My words are growing as uncontrolled as Strong’s appeared to be. I’m saying everything that comes into my head, even when this puts me at some distance from the truth. Have I really implied that I won’t go to find them if I learn where they are? Perhaps my father sees through the ruse, because once I finish babbling he doesn’t respond. In a few minutes I have to accept that he has no intention of calling back.
I’m wasting time. I should have the message traced. I dash to the bedroom and grab the first clothes that come to hand—yesterday’s, though they’re so crumpled by their night on a chair that they make me look close to homeless. I’ve no time for a shave.
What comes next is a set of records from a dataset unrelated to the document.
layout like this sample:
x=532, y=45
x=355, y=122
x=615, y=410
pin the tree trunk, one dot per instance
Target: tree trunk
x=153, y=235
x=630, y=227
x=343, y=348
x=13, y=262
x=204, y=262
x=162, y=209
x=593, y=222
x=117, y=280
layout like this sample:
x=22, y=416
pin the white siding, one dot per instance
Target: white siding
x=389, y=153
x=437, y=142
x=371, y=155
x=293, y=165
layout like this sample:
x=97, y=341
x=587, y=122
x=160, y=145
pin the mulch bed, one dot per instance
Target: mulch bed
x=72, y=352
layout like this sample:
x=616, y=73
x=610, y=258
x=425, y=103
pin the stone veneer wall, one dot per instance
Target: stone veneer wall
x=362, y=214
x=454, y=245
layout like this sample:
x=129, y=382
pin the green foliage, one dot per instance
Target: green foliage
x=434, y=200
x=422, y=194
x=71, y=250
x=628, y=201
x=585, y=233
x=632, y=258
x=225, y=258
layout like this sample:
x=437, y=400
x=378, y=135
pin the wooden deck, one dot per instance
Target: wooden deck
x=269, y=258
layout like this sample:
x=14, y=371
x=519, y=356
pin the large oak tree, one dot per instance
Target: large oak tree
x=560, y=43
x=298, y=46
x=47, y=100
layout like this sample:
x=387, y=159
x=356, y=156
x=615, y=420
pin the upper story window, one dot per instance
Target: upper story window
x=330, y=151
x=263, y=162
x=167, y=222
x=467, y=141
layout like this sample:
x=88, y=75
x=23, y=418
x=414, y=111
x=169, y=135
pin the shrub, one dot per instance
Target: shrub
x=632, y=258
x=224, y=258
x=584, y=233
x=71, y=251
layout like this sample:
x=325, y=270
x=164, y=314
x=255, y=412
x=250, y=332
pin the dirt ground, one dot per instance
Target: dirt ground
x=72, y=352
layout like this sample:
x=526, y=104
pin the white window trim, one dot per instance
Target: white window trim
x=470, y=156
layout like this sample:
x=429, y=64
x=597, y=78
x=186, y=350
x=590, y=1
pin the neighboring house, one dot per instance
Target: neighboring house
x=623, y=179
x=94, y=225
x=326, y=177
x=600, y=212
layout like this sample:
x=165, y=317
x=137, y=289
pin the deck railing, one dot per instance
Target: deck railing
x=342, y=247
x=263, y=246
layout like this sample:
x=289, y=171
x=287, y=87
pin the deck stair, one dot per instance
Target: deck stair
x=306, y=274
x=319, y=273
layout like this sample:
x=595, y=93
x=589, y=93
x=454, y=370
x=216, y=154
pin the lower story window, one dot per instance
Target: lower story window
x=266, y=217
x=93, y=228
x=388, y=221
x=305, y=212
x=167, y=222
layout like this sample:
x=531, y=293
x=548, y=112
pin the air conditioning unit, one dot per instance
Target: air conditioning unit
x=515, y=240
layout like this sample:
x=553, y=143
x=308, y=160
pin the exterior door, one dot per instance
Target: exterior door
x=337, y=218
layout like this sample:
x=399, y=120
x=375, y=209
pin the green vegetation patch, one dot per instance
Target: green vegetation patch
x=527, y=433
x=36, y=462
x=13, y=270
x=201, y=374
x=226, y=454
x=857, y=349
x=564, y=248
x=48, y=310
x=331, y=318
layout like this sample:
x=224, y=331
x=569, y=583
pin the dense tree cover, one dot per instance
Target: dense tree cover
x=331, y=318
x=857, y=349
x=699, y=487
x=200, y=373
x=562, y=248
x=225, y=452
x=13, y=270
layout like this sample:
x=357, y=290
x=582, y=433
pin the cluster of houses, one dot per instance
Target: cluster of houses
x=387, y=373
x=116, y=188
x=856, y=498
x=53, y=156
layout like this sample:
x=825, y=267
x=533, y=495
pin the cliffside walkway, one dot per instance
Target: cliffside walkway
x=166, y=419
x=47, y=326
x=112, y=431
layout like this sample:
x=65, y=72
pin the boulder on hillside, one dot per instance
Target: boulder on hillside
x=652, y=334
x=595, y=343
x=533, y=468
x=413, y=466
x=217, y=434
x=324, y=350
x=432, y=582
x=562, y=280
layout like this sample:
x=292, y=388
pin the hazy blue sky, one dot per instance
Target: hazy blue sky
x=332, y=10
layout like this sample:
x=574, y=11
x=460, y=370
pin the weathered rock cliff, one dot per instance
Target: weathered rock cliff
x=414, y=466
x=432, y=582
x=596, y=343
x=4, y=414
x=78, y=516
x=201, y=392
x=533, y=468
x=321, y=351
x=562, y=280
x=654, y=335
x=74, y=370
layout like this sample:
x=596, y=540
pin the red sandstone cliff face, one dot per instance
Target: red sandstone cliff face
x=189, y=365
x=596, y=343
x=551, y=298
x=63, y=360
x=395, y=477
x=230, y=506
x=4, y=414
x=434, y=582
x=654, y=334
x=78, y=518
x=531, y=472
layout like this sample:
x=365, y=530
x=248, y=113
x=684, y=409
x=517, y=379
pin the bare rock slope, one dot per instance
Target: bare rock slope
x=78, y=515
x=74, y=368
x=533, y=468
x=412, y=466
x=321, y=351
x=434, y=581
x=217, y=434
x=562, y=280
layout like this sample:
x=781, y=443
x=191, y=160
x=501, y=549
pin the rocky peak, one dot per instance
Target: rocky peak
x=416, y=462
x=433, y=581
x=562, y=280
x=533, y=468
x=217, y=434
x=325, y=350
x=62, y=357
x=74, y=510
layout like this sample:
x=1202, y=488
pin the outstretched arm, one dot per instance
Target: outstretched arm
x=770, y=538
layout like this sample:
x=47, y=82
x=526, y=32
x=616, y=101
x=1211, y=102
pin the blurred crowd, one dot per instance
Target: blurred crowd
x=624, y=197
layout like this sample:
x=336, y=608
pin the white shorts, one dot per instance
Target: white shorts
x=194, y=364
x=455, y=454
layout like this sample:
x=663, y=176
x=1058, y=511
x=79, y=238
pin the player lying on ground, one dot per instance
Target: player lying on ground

I plant the landline receiver on its stand, though it feels like abandoning a connection with my parents or at least the chance of one, and run down the hall.
The pen in the inkwell clatters like a faulty alarm as I tramp to the street door, outside which I’m tapped softly on the shoulder by a drip from the merman’s cornucopia. The sky is growing as dark as deep water. On Castle Street the remnant of the sanctuary stone inset in the roadway gleams like an exposed trilobite as a cloud toys with the sun, but nobody in the lunchtime crowds appears to find it worth a glance. A pair of green men offer me protection as I cross opposite the old Bank of England branch. A stream beside the pavement races me down Cook Street, and as I hurry through the lanes to Whitechapel a blackbird starts to sing. It isn’t the dead of night, whatever the sky imagines, and the melody is trickling out of one of the shrines to the Beatles. The notes continue to twitter in my skull as I dodge through the mob on Whitechapel to the Frugone shop.
As soon as I open the door the salesman I spoke to last time steps forward, raising his arms. He’s still advertising special offers with a Frugosh shirt. His arms subside once he recognises me, and the scaly tail of a tattoo withdraws its fin into the yellow sleeve. “Can I help?” he says loud enough for his colleagues to hear.